Addressing members of the Senate, yesterday, Busingye said that though the number of people in the country’s correctional facilities has significantly reduced over the years, the Government was working on alternative ways of bringing those who commit crimes to justice without necessarily sending them to jail.
“There are different laws that have been passed to help us in this process and they will soon come into force once they are published in the official gazette. One of them will allow for the introduction of the court mandated electronic ankle monitor. In about a month, we will be discussing with the stakeholders on how to use it. It’s one of the ways that are popularly used in more developed countries,” he said.

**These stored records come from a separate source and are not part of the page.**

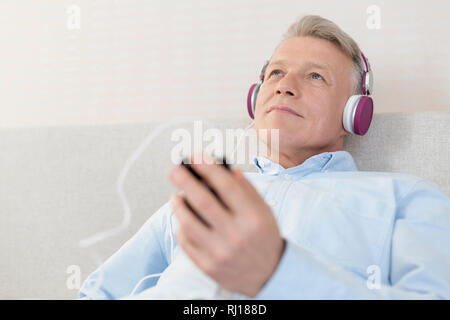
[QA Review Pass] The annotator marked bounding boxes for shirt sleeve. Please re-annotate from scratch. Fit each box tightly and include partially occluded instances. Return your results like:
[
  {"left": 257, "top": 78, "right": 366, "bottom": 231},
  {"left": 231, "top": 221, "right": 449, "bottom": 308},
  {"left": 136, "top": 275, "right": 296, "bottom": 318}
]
[
  {"left": 78, "top": 203, "right": 171, "bottom": 299},
  {"left": 256, "top": 180, "right": 450, "bottom": 299}
]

An electronic ankle monitor or bracelet is usually worn by a criminal who has been sentenced to house arrest, has been paroled or those on probation. They may be worn before or after a person goes to trial on criminal charges.
Busingye explained to the senators that the ankle monitor transmits the wearer’s location to a monitoring system via GPS and an attempt to remove the device triggers an alarm to law enforcement. If the offender travels outside of a set geographic area, such as the city in which he lives, it also triggers an alarm.
For instance, a judge can order a person convicted of driving under the influence of alcohol or other substances to wear an ankle bracelet instead of serving jail time. Ankle bracelets assigned in connection to a driving under influence case can monitor alcohol consumption. The bracelet tests the offender’s perspiration for the presence of alcohol and the information is then relayed to a central computer database where it is tracked by law enforcement.
Besides reducing cases of imprisonment, Busingye pointed out that as part of the ongoing prison reforms, those who end up in jail are immediately enrolled into programmes with an aim to change them for the better.
“We are looking into how those who are entering correctional facilities can be changed for the better and can apply for early release faster. We have no control over who enters prison because it’s the judge’s decision but we can do something to make sure that the person who has been sentenced can leave a changed human being,” he said.
Busingye also pointed out that the Rwanda Correctional Services had been instructed to keep track of and collect information on repeat offenders.
The senators were also told that those who have committed crimes are not released and forgotten but, instead, are followed up in their local communities, where they are given all the support that they need to better their lives.
Senator Apollinaire Mushinzimana commended the significant changes that have been made in terms of prisoners’ files, including an integrated system that was established to help people to keep track of their files or those of their loved ones.
Senator Marie Claire Mukasine said that there was need to look into the country’s history on how offenders would be punished but also at the same time protected and not made enemies of society.